In many situations, it’s necessary to have a unique identifier for a person or thing, and such identifiers are really useful when we as humans can use them for verification and trust purposes. Many people can have the same name, and so things like social security numbers, phone numbers, drivers license numbers have been used to uniquely identify people. In the past, memorizing 10-digit phone numbers of all your associates was more commonplace, but as phone numbers went from being “party lines” of many families, to “land lines” representing one family of multiple people, to mobile phone numbers where every person has one, it became harder to memorize them all.
Online, usernames and email addresses have been used as a unique identifier for individual users of a service, but as more and more people use online services, username collisions occur, and we need longer and longer usernames to stay unique (which makes them harder to memorize), and one person may not have the same username across all services. Email addresses have gotten more commonplace, and each person now likely has even more email addresses than phone numbers!
So, what’s the future of identifiers? How can we uniquely identify all the people and things we want to keep track of in this “Internet of Things” connected web we live in now?
The Key to the Problem
The solution of a “universally unique identifier” (UUID) has been a part of computer science for a while, and the easiest solution is to assign a number to everything.
Though, if there’s no central authority on registering who has which number, there’s a problem if two things are assigned the same number. To get around that, instead of assigning numbers sequentially, have everyone pick a random number from the pool, and make sure the pool is big enough that the odds of picking the same number are rare.
The current standard for GUIDs is to use a 128-bit number as the identifier. 128-bits gives you 2¹²⁸ different possibilities (340,282,366,920,938,463,463,374,607,431,768,211,455 possibilities, or about 10³⁸ possibilities). Given that there’s only about 7 billion people on the planet (10⁹), that means each person could have a different identifier for each other person on the planet and still not use those up.
Several digital cryptocurrency models, including Bitcoin, Ethereum and others push that number up higher, using a 160-bit number to represent each “address” in its ecosystem (2¹⁶⁰ possibilities, 1,461,501,637,330,902,918,203,684,832,716,283,019,655,932,542,976 possibilities, about 10⁴⁸ possibilities).
IPFS uses numbers 256-bits in size (as a current default, with the option to add longer identifiers too), since it needs to accommodate for every version of every document ever created to have its own identifier.
Now, those sort of identifiers are great in terms of uniqueness and can be used for great security (hard to guess), so computers love them, but really are horrible when it comes to using them as a human.

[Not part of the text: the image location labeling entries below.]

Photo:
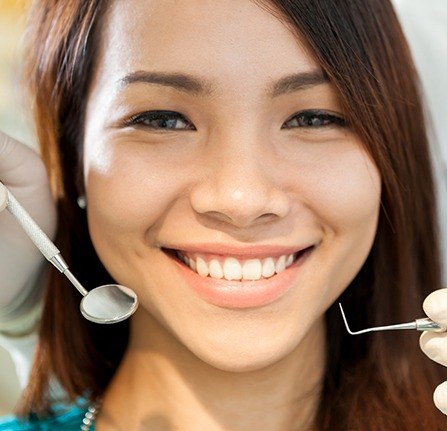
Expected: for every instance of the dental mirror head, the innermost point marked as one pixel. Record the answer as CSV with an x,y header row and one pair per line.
x,y
110,303
107,304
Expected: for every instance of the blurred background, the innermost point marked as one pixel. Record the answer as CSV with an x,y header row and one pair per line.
x,y
14,120
426,28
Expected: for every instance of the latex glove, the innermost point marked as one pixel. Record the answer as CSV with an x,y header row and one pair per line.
x,y
434,344
23,172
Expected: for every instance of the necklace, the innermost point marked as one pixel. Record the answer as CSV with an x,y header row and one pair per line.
x,y
90,416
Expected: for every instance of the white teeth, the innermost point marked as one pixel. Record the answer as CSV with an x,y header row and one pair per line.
x,y
233,269
280,264
252,269
202,267
216,270
268,267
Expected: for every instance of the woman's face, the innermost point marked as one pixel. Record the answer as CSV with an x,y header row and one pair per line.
x,y
210,131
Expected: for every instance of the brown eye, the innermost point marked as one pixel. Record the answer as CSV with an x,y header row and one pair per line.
x,y
314,119
161,120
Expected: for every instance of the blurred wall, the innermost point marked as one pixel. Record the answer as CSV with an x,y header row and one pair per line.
x,y
14,121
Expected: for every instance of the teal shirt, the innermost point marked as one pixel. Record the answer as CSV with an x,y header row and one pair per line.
x,y
65,418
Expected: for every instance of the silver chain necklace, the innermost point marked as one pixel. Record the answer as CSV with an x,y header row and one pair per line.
x,y
90,416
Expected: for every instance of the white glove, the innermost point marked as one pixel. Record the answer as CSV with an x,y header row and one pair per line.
x,y
434,344
23,172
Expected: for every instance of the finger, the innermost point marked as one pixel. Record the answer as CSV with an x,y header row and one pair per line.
x,y
435,306
440,397
434,345
3,197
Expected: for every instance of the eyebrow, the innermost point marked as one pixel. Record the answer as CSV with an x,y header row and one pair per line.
x,y
201,87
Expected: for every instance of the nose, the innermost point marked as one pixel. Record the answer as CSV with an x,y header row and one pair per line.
x,y
238,185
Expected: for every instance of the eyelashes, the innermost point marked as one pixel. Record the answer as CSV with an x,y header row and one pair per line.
x,y
164,121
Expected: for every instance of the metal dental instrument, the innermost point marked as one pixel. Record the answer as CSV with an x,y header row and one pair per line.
x,y
110,303
424,324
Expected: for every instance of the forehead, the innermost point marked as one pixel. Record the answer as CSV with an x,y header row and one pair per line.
x,y
234,39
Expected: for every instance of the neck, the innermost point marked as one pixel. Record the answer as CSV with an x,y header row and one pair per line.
x,y
162,386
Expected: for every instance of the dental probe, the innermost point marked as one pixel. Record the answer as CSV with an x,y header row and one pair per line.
x,y
110,303
424,324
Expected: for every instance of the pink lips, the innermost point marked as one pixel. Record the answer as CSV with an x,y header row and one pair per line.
x,y
242,294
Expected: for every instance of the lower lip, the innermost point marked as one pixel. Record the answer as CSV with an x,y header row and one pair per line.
x,y
241,294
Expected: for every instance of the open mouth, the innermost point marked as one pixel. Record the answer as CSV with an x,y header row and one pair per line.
x,y
232,268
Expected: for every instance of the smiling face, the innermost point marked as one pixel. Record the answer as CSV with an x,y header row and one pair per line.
x,y
211,132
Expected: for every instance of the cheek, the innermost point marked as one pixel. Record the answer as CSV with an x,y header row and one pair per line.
x,y
345,192
128,196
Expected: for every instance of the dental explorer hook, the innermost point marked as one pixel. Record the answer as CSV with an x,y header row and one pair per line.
x,y
424,324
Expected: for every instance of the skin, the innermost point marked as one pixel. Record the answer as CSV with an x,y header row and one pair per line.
x,y
239,178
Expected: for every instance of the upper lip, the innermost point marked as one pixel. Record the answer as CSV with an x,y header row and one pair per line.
x,y
247,251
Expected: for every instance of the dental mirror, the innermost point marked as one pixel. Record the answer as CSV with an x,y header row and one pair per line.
x,y
424,324
110,303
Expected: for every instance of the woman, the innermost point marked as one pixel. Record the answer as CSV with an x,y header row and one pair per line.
x,y
244,165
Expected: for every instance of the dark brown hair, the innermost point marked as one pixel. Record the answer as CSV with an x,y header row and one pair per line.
x,y
376,382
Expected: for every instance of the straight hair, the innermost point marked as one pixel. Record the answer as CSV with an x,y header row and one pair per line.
x,y
377,382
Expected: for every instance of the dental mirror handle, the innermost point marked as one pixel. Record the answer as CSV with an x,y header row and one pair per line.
x,y
40,239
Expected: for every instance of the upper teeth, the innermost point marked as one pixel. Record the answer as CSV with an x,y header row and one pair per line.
x,y
231,268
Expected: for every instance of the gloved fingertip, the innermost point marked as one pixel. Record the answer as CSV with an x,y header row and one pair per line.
x,y
3,197
435,306
440,397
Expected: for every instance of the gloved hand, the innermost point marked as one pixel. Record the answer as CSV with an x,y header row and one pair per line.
x,y
23,172
434,344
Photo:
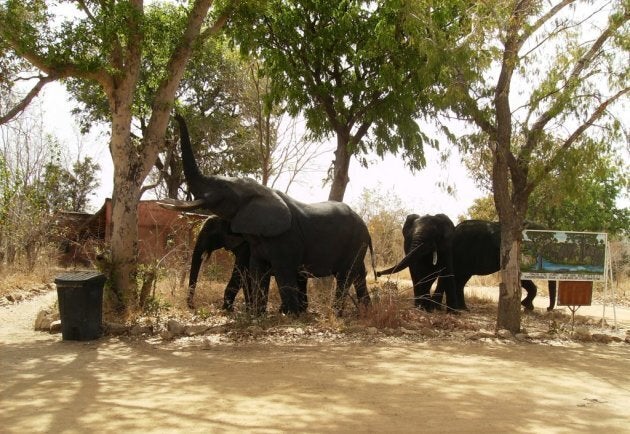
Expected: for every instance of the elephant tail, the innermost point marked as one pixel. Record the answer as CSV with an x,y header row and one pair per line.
x,y
373,260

If you are trying to make a friend request to your buddy who’s already got an ID assigned, typing out that ‘username’ into a search field is going to be frustrating, and your buddy’s profile page on that service needs a lot more screen real estate to show off that longer ‘username’. So how can we keep the security of long identifiers, but add more usability for humans who interact with them?
Scan for Efficiency
Being able to identify a thing only is really useful to a human if we can accurately verify that the identifier is what we expect. If I tell you my username is “midnightlightning”, and you arrive at a user’s profile that’s “midnight1ightning”, are you on my page? Hopefully it doesn’t take you too long to figure out if those two usernames match (they don’t; there’s one letter that’s different).

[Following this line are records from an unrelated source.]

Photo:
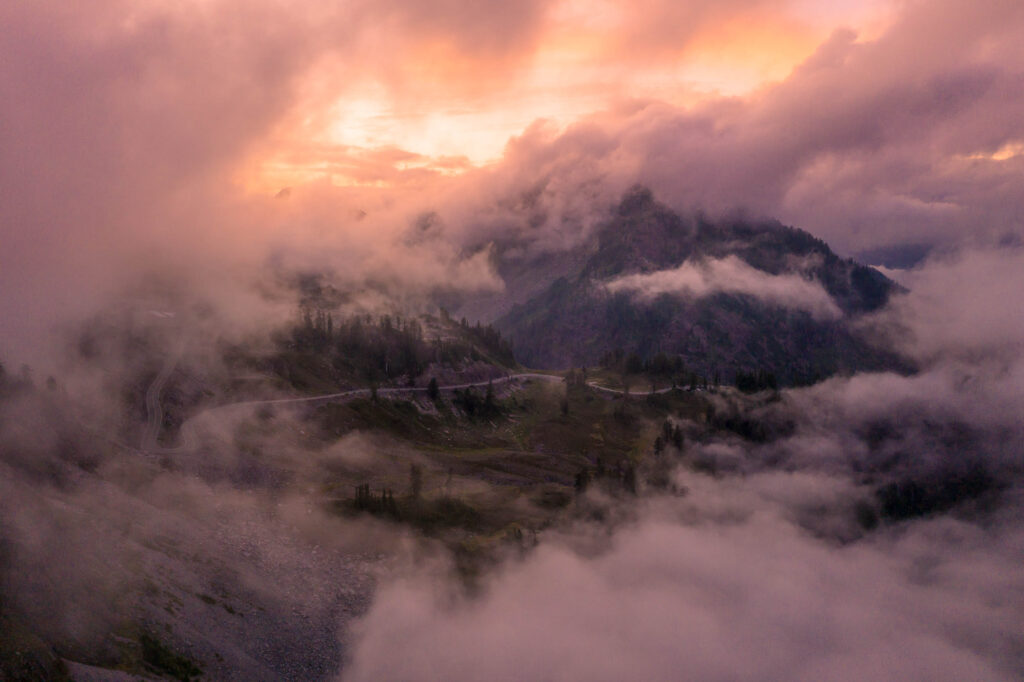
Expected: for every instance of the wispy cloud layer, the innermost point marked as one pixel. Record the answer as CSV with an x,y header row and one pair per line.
x,y
730,275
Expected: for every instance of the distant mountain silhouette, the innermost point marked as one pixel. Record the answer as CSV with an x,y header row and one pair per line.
x,y
579,318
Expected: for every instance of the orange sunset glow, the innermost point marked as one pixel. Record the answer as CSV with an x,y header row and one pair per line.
x,y
512,340
445,102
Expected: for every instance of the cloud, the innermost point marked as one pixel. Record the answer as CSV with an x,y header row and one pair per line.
x,y
766,570
748,598
730,275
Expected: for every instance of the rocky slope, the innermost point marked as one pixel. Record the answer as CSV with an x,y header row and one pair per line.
x,y
725,296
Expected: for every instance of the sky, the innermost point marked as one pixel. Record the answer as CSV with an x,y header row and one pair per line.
x,y
218,143
213,136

But now, if I told you my Bitcoin address is 1MgPvHbMKCXZqeBpDTPH9a8B9cNr8E7hv6, and you arrive at a payment page that is sending coins to 1MgPvHbMKCXZqeBpDTPH9a8B9cNr8E7hv6, are you sending them to the right person? Did you find the difference between those two identifiers? No? Good, because they’re actually the same. But how long did it take you to determine that? If they were vertically-aligned it would be easier to scan by eye character by character, but very seldom would that situation arise.
Most of the time a person would look at the first 4–8 characters and the last 4–8 characters and check that they match and call it good. But knowing that, it’s relatively easy to generate another address that has the first four and last four characters the same as another address (by brute-force generating random addresses until you find one that matches). So, even though it’s an important thing to verify that a Bitcoin address is correct before sending funds to it, it’s a frustrating experience to do properly as a human user.

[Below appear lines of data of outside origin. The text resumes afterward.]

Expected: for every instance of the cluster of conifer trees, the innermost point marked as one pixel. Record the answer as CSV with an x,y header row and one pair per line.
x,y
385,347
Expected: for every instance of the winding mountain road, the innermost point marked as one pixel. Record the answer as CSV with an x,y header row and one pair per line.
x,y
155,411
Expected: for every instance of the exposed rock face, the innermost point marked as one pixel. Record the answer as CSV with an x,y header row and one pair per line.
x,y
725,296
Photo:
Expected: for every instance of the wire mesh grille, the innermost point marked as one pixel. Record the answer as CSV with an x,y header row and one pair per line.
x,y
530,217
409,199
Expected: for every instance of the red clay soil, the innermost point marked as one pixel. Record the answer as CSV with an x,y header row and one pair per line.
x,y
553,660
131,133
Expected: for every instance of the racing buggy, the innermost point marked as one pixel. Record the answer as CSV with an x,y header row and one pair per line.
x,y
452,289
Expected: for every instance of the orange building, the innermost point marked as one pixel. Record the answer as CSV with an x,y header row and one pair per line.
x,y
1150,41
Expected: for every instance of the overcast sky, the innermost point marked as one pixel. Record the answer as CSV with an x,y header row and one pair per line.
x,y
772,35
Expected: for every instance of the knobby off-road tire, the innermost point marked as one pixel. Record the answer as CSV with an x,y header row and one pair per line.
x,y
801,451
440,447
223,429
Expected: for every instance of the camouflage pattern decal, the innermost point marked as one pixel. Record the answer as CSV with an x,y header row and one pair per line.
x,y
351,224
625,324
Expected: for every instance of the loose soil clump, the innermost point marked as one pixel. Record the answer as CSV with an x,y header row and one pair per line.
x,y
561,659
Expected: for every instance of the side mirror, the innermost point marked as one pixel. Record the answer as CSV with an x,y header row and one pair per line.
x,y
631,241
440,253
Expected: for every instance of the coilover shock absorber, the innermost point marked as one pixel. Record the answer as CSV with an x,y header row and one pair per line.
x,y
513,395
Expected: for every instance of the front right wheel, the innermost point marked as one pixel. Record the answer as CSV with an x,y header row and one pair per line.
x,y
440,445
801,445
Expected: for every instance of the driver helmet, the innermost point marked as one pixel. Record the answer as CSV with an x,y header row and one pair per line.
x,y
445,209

So how can we help humans compare them better, knowing that attackers may try and generate an identifier very similar to the real one?
One thing the Ethereum Mist wallet application does is use identicons by each identifier/address. Identicons are simple shape-and-color pictures, which are generated from the identifier number in such a way that identifiers that only differ by a character or two generate wildly different images. It’s not foolproof, as there’s a lot less possible identicons than there are addresses, so there are different addresses that will generate the same identicon. But those addresses are likely very different from each other, so even just scanning the first four characters of the address would tell you it’s wrong.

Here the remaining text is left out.